Restoring natural habitats
Dr Odalys Goicochea, Director, General Environment Directorate of CITMA said about the project: “Impacts from these climate drivers pose an existential threat to coastal settlements and communities. With funding from the GCF and support from UNDP, this new project will provide valuable inputs to the Government’s work under Tarea Vida”.
Dr Maritza García, President of the Environment Agency explained why this project is important “By taking cost-effective ecosystem-based approaches, this innovative project will protect and restore natural habitats, reefs, seagrasses and mangroves. It will help communities to protect their environment from the present and future risks posed by these severe tropical storms and hurricanes, sea-level rise and other climate change-related risks. A key aspect of the project will be its focus on working with communities and local authorities to fully understand the value of ecosystems to their own resilience and livelihoods.”
Maribel Gutiérrez, the UNDP Cuba Resident Representative added: “The interventions on ecosystems and the participation of communities will be reflected in the benefits to more than 1.3 million inhabitants. ‘Mi Costa’ will be a critical contribution to Cuba’s efforts in achieving the Sustainable Developments Goals set in the 2030 Agenda. It builds on the impacts of a highly successful coastal resilience project financed by the Adaptation Fund and implemented also with the support of UNDP and Environment Agency”.

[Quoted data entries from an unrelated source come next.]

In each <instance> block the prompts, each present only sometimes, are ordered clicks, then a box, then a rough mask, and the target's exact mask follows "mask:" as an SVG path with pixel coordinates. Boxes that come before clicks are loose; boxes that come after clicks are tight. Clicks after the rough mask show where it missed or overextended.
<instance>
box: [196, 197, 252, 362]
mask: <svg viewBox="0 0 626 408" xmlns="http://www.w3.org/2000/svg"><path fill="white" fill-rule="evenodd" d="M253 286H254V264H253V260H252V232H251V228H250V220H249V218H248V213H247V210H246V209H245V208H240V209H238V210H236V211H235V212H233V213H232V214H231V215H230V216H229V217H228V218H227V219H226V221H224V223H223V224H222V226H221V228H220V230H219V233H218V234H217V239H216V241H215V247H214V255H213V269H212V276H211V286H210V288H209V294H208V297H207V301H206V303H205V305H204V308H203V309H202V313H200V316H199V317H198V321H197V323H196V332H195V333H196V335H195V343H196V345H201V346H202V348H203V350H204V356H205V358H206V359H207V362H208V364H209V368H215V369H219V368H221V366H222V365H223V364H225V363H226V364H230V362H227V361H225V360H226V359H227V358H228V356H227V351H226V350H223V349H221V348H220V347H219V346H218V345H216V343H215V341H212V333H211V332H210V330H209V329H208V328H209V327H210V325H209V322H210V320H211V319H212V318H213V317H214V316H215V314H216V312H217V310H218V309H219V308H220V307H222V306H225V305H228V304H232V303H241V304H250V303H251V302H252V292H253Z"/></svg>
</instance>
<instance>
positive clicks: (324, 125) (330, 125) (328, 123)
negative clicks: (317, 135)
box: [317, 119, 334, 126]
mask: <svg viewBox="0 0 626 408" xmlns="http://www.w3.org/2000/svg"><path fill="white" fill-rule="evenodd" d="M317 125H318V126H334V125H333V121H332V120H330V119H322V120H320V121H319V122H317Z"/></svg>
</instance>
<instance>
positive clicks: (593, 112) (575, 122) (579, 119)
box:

The island nation of Cuba is highly vulnerable to the impacts of climate change and consequent coastal erosion, flooding, saline intrusion, drought and sea-level rise. The people and organisations behind the ‘Mi Costa’ project believe it will help to enhance adaptive capacity for vulnerable southern coastal communities by rehabilitating coastal land and seascapes as part of the project’s long-term approach to manage climate change.
There has been strong criticism of the GCF for failing to live up to its early commitments to provide finance to communities at the frontline of climate change. And only now, ten years after its establishment, are GCF backed projects starting to emerge.